On Friday, May 17, the town held a volunteer day of service at the Resiliency Center. Students at the high school were also able to stay home for the day so that they could be surrounded by their friends and family. During the afternoon, the school hosted a tree dedication to honor the lives lost. And Saturday, on the anniversary of the shooting, the community gathered for an all-day kickball tournament hosted by two teachers from the high school. The Resiliency Center also held a candlelight vigil in the evening.
Every mass shooting is a tragedy, but there is something especially poignant when the victims are children. It is a loss and grief that no one can fathom.
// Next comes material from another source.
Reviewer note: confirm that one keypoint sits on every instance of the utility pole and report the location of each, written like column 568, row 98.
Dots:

But Alissa Parker and Michele Gay, two mothers who lost their daughters at Sandy Hook Elementary School seven years ago, have turned their pain into purpose by creating Safe and Sound Schools, “a non-profit that focuses on school safety, supporting crisis prevention, response and recovery…really, this summit is our way of honoring our kids and pushing the mission that we started because of their loss," explained Alissa.
They brought their message to Houston on March 28 for the first National Summit on School Safety, in partnership with Crime Stoppers Region 4. Leaders from mental health, law enforcement, fire, safety and security, parents, students, and teachers – focused on a single goal of “safe kids and safe schools.” But the summit also focused on the Santa Fe High School community on the eve of the first anniversary of their tragedy. "It's a long road out and we will be there, quite a few survivors from here that will share that message, and share what they have learned along the way," said Michele
One of the speakers at the summit was Lisa Hamp, who survived the Virginia Tech massacre that claimed 32 lives in 2007. “They're coming together, learning from each other's tragedies, hoping to make schools safer and helping Santa Fe survivors heal. The community starts to make a turn in the recovery around the one year mark, right after the one year anniversary, and as for a survivor who is directly impacted, you look around you and you see the rest of the community starting to return to what their new normal routines are going to be and you're still struggling" (https://abc13.com/sandy-hook-moms-bring-safety-summit-to-help-santa-fe-victims/5223758/).
As I was writing this, I paused to view President Obama’s speech to the nation after Sandy Hook. I watched the most powerful man in the world wipe away tears as he extended the nation’s condolences to the bereaved families and their community. So much of what he said resonated with me as a parent and an educator. But what stayed with me as he spoke was how tired he was of making these speeches. And how tired I am of hearing them. So the resilience of my neighbors down the road in Santa Fe, their fears and sadness, resolve and dedication to healing as a community, the concrete steps they have taken to restore and protect themselves, gives me hope. This will inevitably happen again. But it need not inevitably define us.